Sexual violence: Ex-soldiers in Guatemala gets 30 years jail

Guatemala City: A Guatemala court sentenced five ex-paramilitary soldiers to 30 years imprisonment for sexually abusing 36 indigenous women here during the civil war, Agence France-Presse reported.

The court said that it is convinced by the testimonies of the women who faced the violence. The convicted, who were members of Civil Self-Defense Patrols (PAC) in Guatemala, were charged with crimes against humanity, the court said.

The five men heard the verdict through video conference from a jail in the capital, where they were lodged for crimes committed in the town of Rabinal, north to the capital. The men, siblings Benvenuto and Bernardo Ruiz and relatives Damian, Gabriel and Francisco Cuxum, all are in their sixties.

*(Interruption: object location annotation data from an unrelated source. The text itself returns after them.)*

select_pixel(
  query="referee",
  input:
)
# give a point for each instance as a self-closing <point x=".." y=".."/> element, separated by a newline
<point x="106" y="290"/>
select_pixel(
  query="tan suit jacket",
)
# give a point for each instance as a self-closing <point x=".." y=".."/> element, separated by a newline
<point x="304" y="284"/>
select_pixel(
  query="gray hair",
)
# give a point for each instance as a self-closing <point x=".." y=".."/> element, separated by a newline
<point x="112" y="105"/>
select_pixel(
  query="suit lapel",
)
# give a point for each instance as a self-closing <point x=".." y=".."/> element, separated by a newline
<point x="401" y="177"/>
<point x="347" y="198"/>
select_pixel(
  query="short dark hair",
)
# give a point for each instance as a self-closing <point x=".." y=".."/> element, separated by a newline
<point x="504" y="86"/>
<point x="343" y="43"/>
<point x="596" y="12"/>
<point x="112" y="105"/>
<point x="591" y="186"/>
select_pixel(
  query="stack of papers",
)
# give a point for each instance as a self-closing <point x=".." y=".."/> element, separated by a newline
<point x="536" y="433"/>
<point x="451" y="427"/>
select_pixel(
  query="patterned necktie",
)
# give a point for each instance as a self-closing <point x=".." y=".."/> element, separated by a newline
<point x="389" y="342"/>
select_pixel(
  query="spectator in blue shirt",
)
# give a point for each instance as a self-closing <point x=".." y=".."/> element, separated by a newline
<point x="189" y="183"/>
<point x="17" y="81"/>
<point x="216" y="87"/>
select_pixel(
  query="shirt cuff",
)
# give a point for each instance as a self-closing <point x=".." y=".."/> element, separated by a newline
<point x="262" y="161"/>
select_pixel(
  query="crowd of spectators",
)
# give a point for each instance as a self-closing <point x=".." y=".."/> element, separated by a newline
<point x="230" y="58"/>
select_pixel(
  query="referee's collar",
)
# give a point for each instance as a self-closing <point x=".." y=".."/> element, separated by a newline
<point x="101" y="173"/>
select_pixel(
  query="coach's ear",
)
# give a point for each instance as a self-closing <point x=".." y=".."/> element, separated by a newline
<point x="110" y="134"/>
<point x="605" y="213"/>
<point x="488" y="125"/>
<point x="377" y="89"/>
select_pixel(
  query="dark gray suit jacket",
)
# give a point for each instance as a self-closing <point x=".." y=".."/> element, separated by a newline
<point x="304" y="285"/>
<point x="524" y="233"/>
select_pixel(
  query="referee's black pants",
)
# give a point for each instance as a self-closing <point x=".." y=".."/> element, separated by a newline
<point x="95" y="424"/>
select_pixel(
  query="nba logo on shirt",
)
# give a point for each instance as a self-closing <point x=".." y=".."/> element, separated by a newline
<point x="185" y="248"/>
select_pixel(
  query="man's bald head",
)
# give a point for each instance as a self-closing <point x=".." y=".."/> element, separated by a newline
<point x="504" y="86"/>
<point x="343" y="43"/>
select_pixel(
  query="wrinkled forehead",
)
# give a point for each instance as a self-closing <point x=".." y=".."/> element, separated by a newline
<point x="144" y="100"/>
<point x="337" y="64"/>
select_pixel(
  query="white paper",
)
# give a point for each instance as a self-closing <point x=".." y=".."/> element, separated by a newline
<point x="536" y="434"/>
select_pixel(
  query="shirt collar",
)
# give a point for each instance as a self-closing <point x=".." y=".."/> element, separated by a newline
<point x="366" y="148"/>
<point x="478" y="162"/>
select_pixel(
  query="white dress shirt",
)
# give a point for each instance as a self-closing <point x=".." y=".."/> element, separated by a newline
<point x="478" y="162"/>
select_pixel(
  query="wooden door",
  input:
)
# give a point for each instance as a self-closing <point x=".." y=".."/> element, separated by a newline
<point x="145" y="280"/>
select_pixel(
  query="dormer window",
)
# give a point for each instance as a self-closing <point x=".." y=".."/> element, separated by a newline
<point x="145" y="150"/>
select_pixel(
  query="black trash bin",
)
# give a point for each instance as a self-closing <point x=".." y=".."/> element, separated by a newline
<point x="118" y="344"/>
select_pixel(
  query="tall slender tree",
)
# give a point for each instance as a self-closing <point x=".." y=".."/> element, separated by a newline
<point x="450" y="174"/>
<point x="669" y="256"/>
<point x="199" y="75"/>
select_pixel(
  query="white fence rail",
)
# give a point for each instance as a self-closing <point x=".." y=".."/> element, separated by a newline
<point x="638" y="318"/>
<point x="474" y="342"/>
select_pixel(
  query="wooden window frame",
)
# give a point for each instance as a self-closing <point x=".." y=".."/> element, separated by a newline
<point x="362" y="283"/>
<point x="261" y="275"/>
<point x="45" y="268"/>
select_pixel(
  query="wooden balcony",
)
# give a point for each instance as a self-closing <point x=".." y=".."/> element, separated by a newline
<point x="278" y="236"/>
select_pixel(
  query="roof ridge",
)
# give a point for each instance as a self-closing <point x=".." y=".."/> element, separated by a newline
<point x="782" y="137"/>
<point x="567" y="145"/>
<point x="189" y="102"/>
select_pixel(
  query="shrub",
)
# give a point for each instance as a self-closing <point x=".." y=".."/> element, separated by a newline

The country was at war during1960-1996, and an estimated 2,00,000 people were killed or disappeared during the period. The war had harshly hit the population of Rabinal. A mass grave of more than 3,000 people was found there.

In the last decade, 36 women came forward with the accusations of sexual violence they were subjected to. The trial was commenced on January 5, a decade after the first complaint was registered.

One of the women, Margarita Siana of 59, told AFP that she was raped when she was 19 years old. She was taken to a military detachment, and soldiers violated her, but the patrolmen in her village should be blamed. She added that she suffered a lot at the detachment for three months.

Many women testified that they were attacked before their relatives, some said they were forced after their husbands got murdered or forced to disappear.

Lawyer for some of the affected women, Lucia Xiloj, said that it is proven that the internal armed conflict in the country was the Guatemalan state's strategy.

The UN High Commissioner for Human Rights in Guatemala tweeted that the conviction was a landmark advance for the women victims in accessing the rights to truth, justice and reparation.

Meanwhile, the relatives of the five convicted launched protests at the judicial complex claiming that the charges were false, demanding their freedom.